Non-Video Metrics to Watch
There are other metrics that can indicate whether you’ve made a successful video but that aren’t “video metrics” per se. Still, your videos can have a direct impact on their outcomes:
- Keep an eye out for increased time on page (how long someone stays on your webpage). Having a video on your page should increase the time people spend interacting with your business. Take a look at the average time on page before and after you launch a video, in order to gauge the impact of that content.
- Also look for decreased bounce rate. Ideally, your video prompts people to look for other great content you’ve made, rather than just leaving your site after viewing one page. You can facilitate this process by using mid-roll links (or other calls to action) at the end of a video or surrounding the video on the page.

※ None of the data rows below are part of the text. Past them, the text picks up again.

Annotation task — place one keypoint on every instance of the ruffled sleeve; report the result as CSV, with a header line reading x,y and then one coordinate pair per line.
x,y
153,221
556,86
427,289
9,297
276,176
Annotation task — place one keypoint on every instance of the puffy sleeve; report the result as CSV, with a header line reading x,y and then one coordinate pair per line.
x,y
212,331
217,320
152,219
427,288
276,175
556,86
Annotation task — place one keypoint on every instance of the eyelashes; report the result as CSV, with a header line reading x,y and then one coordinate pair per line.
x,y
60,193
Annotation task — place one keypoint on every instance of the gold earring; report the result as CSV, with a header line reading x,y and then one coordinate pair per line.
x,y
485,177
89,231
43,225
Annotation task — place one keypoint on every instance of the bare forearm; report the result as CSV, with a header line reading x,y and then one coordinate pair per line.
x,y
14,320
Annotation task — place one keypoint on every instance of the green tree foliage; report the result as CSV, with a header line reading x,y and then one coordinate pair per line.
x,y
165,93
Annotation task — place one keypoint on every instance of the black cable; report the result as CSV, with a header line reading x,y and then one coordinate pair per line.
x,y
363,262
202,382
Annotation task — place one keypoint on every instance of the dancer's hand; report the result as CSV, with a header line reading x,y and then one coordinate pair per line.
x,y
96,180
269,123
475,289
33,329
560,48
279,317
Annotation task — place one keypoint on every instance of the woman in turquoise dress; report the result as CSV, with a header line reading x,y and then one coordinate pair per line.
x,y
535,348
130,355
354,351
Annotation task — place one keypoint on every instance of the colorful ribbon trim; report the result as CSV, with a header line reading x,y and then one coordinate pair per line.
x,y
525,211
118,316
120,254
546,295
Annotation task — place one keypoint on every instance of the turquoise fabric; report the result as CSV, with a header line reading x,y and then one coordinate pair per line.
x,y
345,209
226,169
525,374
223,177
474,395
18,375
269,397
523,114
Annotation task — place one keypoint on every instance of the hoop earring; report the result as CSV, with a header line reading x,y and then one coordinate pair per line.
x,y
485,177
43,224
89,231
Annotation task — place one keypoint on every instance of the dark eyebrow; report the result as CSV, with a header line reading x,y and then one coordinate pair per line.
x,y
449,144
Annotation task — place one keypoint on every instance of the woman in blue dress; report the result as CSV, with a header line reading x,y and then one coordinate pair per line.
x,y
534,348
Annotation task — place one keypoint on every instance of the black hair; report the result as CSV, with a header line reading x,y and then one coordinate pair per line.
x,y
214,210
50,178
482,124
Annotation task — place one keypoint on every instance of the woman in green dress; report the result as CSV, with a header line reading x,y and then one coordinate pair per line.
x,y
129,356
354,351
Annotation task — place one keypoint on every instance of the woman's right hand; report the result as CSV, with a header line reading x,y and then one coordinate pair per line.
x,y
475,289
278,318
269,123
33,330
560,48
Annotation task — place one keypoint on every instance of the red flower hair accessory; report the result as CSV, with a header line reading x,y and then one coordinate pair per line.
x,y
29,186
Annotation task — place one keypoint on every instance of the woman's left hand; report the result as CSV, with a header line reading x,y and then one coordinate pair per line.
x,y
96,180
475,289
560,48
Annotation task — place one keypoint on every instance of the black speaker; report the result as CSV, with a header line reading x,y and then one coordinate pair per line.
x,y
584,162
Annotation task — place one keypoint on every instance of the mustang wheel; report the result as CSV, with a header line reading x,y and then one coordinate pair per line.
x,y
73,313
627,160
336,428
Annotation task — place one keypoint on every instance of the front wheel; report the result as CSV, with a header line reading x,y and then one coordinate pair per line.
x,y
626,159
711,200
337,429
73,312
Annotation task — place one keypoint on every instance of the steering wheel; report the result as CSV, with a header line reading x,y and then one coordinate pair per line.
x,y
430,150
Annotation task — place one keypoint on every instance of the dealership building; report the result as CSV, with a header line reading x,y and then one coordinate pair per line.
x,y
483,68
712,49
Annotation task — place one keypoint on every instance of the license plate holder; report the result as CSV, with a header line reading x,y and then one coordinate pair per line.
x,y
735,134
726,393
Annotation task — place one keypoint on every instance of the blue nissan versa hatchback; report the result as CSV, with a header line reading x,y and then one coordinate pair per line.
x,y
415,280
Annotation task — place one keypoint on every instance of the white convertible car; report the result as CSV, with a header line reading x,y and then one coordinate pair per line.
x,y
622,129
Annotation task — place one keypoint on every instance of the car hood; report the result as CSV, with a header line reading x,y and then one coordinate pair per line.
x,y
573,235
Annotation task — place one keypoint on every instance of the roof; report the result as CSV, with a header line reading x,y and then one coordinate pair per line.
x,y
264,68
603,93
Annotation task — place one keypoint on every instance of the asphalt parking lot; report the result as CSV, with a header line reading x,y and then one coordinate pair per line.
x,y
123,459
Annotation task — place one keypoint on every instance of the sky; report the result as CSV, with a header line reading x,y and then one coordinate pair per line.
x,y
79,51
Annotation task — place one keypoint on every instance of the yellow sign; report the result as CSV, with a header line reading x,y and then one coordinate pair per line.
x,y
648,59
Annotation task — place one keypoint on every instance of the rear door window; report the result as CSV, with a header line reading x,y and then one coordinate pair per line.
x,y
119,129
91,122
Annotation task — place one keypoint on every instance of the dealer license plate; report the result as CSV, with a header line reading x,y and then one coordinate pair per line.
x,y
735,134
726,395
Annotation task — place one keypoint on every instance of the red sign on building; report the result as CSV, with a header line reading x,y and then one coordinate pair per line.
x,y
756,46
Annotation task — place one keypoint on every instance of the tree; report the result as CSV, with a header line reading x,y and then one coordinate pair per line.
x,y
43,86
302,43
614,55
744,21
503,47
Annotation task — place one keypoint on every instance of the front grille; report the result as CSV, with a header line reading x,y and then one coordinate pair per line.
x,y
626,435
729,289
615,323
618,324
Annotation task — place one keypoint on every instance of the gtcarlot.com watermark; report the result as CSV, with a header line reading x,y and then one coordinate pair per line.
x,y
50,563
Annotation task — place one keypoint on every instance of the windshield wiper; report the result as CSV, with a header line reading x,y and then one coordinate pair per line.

The metrics you choose to watch can have a tremendous impact internally. Get others on the same page about the metrics that matter, so that everyone is working towards the same goals at the same time.
Watching the right metrics allows you to use video strategically. They indicate whether a video is accomplishing the business goal you want it to. Rather than focusing on quantity — how many people watched a video — focus on the metrics that indicate perceived quality. This will help your business focus energy on creating content that not only delights your customers, but also increases revenue.